As it turns out, I didn’t have this issue nearly as much with Dedication as I sometimes do. This is partly because Adam and Fabienne have had positive and loving relationships in the interim, relationships that they would’ve missed out on if they had never broken with each other.  Adam in particular really came to love his wife Mags, much to his surprise. He loves the children he had with her and the grandchildren that came later. He has a whole life that he would not (if I may speak for a fictional character that I myself did not create) want wiped out, even were it possible. There’s still a touch of bittersweetness there – after all, Adam and Fabienne have not just loved, but loved and lost. But I got a clear sense that these were not really “lost” years, because both characters had joy and grew and generally lived full lives.

The relationship between Fabienne and Adam through the middle part of the book was inconsistent in a way that was either unrealistic or extra-realistic (I can’t quite decide). I lean towards the latter but it bugged me a bit anyway. Adam and Fabienne encounter each other over and over and get locked into an advance-retreat dynamic (with Fabienne usually being the sexual aggressor, which was an entertaining turnaround). He loves her. She hates him. He wants her, but wait, no, they mustn’t. She’s humiliated, or amused, or she storms off. He wants his letters, and she won’t give them up. S/he is angry about events that took place two decades previously. Each of them perform dizzying turnarounds, often in the same scene. I understand that there needs to be some conflict between them to keep the story going, but I could’ve done with with it being a bit less madcap.

One thing I really liked about Dedication was that the passage of time had changed Adam and Fabienne so utterly – to some degree, they switched roles. Adam started as a young, hotheaded romantic type, both a seducer of women and and someone with revolutionary tendencies. Fabienne was innocent, convent-raised and new to England, having fled the French Revolution with her mother (her aristocratic father’s revolutionary sympathies did not save him from the guillotine).
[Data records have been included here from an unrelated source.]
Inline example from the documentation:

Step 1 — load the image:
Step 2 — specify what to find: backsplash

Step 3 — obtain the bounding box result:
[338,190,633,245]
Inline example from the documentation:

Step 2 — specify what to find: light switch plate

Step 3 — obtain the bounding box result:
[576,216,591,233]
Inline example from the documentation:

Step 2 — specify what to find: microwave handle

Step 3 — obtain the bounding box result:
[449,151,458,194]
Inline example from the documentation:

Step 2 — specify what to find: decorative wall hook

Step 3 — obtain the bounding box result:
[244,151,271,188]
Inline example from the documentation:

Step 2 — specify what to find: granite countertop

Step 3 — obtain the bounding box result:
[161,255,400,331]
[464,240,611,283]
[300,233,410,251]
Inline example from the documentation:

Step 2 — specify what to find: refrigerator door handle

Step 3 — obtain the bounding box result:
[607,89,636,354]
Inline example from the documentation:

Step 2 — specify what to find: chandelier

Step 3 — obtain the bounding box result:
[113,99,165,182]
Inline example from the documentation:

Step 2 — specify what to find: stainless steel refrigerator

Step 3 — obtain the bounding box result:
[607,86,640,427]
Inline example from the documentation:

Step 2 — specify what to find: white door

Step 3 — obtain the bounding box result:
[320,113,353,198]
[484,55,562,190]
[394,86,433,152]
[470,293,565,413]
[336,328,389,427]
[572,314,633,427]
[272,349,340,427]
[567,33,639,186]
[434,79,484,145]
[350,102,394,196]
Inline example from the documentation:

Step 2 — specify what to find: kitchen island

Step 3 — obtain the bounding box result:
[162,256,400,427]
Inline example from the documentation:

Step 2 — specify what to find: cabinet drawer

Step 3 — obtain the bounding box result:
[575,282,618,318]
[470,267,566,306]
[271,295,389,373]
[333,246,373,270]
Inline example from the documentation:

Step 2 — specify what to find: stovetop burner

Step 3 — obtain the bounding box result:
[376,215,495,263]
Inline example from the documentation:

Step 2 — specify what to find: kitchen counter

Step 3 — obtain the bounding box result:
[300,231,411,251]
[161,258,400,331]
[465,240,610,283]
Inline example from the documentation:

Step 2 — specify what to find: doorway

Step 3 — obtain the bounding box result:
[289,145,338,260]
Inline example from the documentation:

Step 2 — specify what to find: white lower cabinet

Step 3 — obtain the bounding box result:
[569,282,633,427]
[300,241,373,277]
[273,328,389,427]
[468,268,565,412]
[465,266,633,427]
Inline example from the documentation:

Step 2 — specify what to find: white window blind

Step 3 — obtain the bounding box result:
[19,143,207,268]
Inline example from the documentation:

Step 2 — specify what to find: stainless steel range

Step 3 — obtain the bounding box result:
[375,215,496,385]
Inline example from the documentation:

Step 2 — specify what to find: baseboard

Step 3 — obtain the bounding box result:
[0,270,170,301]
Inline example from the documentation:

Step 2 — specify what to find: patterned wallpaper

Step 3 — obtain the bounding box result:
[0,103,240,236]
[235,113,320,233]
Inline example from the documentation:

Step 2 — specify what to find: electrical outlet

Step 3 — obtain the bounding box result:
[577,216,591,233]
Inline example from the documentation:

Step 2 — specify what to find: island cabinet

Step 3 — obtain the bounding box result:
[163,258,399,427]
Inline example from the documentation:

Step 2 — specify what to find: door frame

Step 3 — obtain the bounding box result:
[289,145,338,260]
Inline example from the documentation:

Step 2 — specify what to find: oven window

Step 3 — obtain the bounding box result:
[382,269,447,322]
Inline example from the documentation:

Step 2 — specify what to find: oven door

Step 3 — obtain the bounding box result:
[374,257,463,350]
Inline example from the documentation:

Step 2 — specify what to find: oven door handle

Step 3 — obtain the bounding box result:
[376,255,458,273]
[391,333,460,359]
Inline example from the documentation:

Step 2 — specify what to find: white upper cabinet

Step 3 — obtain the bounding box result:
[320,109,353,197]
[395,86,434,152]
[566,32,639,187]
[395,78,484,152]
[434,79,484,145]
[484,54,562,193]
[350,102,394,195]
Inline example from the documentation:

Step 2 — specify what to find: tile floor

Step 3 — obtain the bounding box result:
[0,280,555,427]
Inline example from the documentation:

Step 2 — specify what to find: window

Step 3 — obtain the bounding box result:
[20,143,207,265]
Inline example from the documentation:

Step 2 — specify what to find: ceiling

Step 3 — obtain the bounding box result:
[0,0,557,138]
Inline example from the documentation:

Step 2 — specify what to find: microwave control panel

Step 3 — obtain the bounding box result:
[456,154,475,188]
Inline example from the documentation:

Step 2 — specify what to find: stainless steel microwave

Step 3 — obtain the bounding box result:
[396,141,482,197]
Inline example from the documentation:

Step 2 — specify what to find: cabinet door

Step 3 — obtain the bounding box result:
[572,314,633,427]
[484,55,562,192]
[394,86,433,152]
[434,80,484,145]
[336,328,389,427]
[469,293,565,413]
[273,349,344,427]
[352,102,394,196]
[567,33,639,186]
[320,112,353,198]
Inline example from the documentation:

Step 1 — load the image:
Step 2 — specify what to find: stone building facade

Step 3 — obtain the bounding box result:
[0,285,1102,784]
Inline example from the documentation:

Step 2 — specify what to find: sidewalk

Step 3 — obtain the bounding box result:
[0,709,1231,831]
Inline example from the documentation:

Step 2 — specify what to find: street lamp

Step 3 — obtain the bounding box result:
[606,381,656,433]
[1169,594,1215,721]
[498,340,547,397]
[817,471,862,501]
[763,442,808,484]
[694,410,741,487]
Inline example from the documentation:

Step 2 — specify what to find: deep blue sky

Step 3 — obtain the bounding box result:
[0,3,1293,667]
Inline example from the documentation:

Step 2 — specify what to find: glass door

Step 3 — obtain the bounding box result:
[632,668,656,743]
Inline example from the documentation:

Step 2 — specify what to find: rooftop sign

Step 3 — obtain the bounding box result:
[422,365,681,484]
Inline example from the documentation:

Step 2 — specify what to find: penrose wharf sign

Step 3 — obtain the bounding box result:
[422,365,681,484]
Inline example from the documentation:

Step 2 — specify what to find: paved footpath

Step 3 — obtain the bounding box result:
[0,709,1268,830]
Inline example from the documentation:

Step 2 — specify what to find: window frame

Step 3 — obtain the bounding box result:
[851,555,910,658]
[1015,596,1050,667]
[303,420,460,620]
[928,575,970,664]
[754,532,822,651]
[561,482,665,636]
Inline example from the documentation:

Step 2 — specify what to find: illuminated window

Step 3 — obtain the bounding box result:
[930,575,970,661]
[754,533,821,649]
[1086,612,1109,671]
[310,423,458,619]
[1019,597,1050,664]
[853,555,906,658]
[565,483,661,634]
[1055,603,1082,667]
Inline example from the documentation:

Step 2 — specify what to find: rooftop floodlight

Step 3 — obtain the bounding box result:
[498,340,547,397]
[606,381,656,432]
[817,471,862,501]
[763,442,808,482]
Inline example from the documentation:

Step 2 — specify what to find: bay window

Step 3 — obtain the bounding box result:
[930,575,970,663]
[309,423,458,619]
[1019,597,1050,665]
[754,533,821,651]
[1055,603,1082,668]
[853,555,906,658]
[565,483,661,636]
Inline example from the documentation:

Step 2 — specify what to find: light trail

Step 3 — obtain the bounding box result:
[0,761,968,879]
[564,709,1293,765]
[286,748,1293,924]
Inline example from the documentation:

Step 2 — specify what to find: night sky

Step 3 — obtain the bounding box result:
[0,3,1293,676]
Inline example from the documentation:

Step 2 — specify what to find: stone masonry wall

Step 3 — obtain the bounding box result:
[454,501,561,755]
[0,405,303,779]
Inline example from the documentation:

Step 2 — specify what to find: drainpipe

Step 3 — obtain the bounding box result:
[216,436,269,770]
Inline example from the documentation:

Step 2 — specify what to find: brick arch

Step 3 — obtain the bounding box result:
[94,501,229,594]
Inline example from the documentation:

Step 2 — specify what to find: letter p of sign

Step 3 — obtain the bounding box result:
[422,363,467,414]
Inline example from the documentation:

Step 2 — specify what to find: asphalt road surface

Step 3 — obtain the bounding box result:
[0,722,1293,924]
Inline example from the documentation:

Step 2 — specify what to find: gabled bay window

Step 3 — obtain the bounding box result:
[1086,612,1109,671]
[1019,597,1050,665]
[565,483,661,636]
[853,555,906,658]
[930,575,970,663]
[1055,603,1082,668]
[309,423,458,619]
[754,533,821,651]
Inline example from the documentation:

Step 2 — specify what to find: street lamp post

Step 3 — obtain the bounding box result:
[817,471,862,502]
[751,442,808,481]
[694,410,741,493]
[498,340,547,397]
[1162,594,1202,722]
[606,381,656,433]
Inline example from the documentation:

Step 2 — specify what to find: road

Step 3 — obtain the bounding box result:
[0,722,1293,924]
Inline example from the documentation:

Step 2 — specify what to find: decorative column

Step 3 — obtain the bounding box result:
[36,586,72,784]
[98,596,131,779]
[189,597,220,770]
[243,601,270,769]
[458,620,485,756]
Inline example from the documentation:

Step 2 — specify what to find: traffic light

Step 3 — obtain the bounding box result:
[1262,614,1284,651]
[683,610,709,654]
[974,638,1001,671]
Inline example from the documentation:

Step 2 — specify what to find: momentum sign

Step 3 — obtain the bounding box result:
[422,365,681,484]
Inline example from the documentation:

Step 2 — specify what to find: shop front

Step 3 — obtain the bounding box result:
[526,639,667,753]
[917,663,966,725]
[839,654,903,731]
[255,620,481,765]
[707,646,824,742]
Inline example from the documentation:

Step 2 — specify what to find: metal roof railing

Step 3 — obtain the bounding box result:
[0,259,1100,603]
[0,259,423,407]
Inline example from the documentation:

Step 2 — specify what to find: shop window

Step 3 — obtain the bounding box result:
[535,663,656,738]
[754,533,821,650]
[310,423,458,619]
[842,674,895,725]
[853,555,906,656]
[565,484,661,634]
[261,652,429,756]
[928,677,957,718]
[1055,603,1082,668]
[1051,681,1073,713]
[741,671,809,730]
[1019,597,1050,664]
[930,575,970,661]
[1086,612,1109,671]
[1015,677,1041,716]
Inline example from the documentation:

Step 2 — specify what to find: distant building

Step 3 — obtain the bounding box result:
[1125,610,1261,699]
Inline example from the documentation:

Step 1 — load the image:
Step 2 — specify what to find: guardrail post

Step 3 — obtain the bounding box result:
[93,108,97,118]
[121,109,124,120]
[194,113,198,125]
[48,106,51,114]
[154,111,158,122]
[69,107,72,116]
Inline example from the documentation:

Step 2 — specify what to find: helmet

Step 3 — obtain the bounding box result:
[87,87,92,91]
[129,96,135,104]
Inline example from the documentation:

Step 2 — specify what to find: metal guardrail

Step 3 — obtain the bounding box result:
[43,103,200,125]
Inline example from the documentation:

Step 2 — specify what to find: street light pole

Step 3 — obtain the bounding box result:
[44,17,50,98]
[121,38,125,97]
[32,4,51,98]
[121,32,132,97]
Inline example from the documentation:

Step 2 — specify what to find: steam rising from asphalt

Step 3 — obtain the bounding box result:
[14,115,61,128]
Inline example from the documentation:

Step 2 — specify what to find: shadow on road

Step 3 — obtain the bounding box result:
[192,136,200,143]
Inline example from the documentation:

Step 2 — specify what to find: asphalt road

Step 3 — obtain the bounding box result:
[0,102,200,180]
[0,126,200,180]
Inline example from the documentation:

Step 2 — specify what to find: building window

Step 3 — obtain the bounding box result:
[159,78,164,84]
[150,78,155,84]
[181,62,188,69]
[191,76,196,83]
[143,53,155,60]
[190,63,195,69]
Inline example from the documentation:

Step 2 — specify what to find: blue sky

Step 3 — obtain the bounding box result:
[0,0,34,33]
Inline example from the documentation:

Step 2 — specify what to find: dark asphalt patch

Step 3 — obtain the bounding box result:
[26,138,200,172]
She fell for Adam, knowing on one hand that he was just trying to seduce her and wouldn’t really marry her, but allowing hormones and puppy love to overcome caution. Their romance ended disastrously, sabotaged by outside forces with their own sinister motivations (a rather melodramatic element in what was otherwise a believable young romance). The mature Adam is chaste in his habits and a bit stuffily disapproving of behavior outside the realm of propriety – something that causes problems in his relationships with both Fabienne and his daughter Barbara. Fabienne, on the other hand, has become very worldly and urbane, hosting salons and taking lovers (discreetly, of course) with impunity. I really enjoyed the role reversal, especially when so often in reunion romances the heroine has lived in a state of suspended sexual animation, waiting for the hero to come back and turn her on, so to speak.

I found the late revelation that the villain was villainous out of thwarted homosexual longing unnecessary and a bit distasteful. I’ve just seen too many romances that fall back on that tired canard and it ends up feeling homophobic. I certainly don’t think that was the intent here, but given how overused this trope is, I could’ve done without it.

Overall, I wouldn’t rank Dedication with my favorite Mullany novels – it lacked a bit of the sparkle of those books (and I missed the first person narration!). But it was a solid romance, well-written and featuring unique characters. My grade: B+.